One of the problems of a seminar on this subject is defining what "balance" is in Syrah. Certainly, it implies a lower alcohol level, something well below 15%. But I've had Syrahs that were above 15% and showed what I would call balance. Some of these winemakers have been taken to the woodshed by Parker over the quality of their wines. It is alleged that he only appreciates Syrahs w/ power/extraction/oak/alcohol and gobs of hedonistic fruit. But his sycophants repeatedly assure us that he also equally values wines that show elegance/balance/finesse and restraint, and will offer up the occasional TN as evidence of such.
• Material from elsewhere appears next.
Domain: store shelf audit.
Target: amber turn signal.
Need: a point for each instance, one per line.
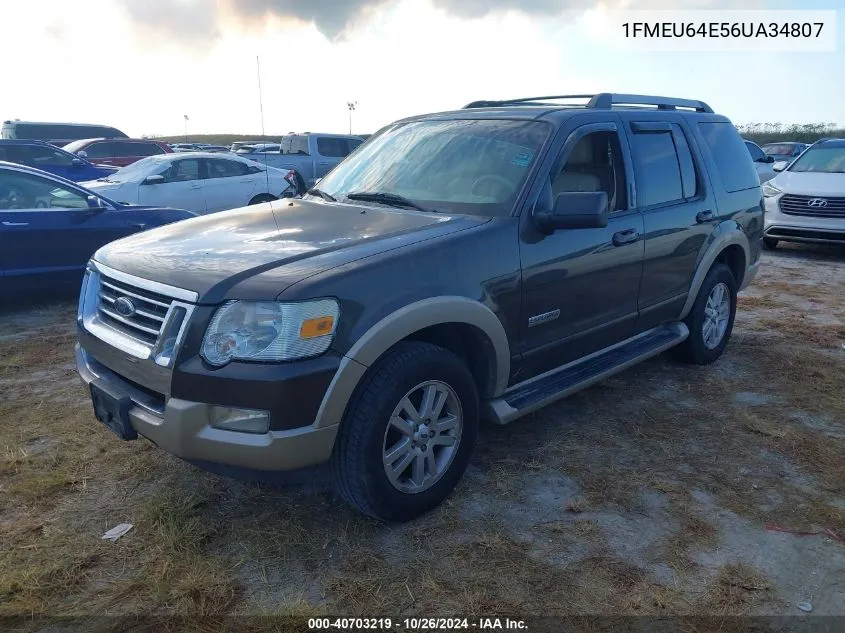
(312, 328)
That there is no "Parker Palate", I remain unconvinced on that score. But it is a problem for these wines to define what balance reeeally is.There are a lot of Syrahs out there that I like...like quite a lot...that don't fit neatly in either camp. Like terroir or varietal character, balance is not a be-all to end-all that must be
mounted on a pedestal and worshiped from afar.
After the tasting and some comments, the floor was opened to additional questions. I asked, in my finest pot-stirring mode, who the panelists thought were some of the poster-child winemakers who would not fit into this Seminar. They all, wisely, quietly demurred on naming any such people. I then asked who they thought should be here, but were not. EhrenJordan was the one they mostly agreed upon. Also mentioned were Nick&Andy Peay and John&KimCabot. I would include, probably, EricSussman, TomDehlinger, JasonHaas, Morgan Twain-Peterson, Tracey&Jared Brandt, and KurtBeitler.
RajParr's Anika Syrah was made sans-soufre. I asked him how come his san-soufre was so good and what did he do differently from the "great" sans-soufre wines made by TonyCoturri (again in my finest pot-stirring mode). Raj, not knowing me, was a bit taken aback by this question. Fortuntely, one of the panelists (who does know me well and my pot-stirring proclivities) chimed in with "Raj takes a shower every day", to much amusement all around.
When Bob invited me to this seminar and outlined the parameters, I was expecting the discussion to contain a lot of Parker-bashing and discussions on point-whores. But, surprise/surprise...the elephant sitting in the room was not mentioned once by name the entire discussion. I daresay that certain Monktown attourneys might have found much to like in this tableau of upper-80's to low-90's point wines. But probably not a 95+ pt wine would be found here, though. Fine with me.
That night, they repeated the tasting at the RN74 restaurant in TheCite, but w/o the Seminar and the trouble-makers in the audience to stir things up.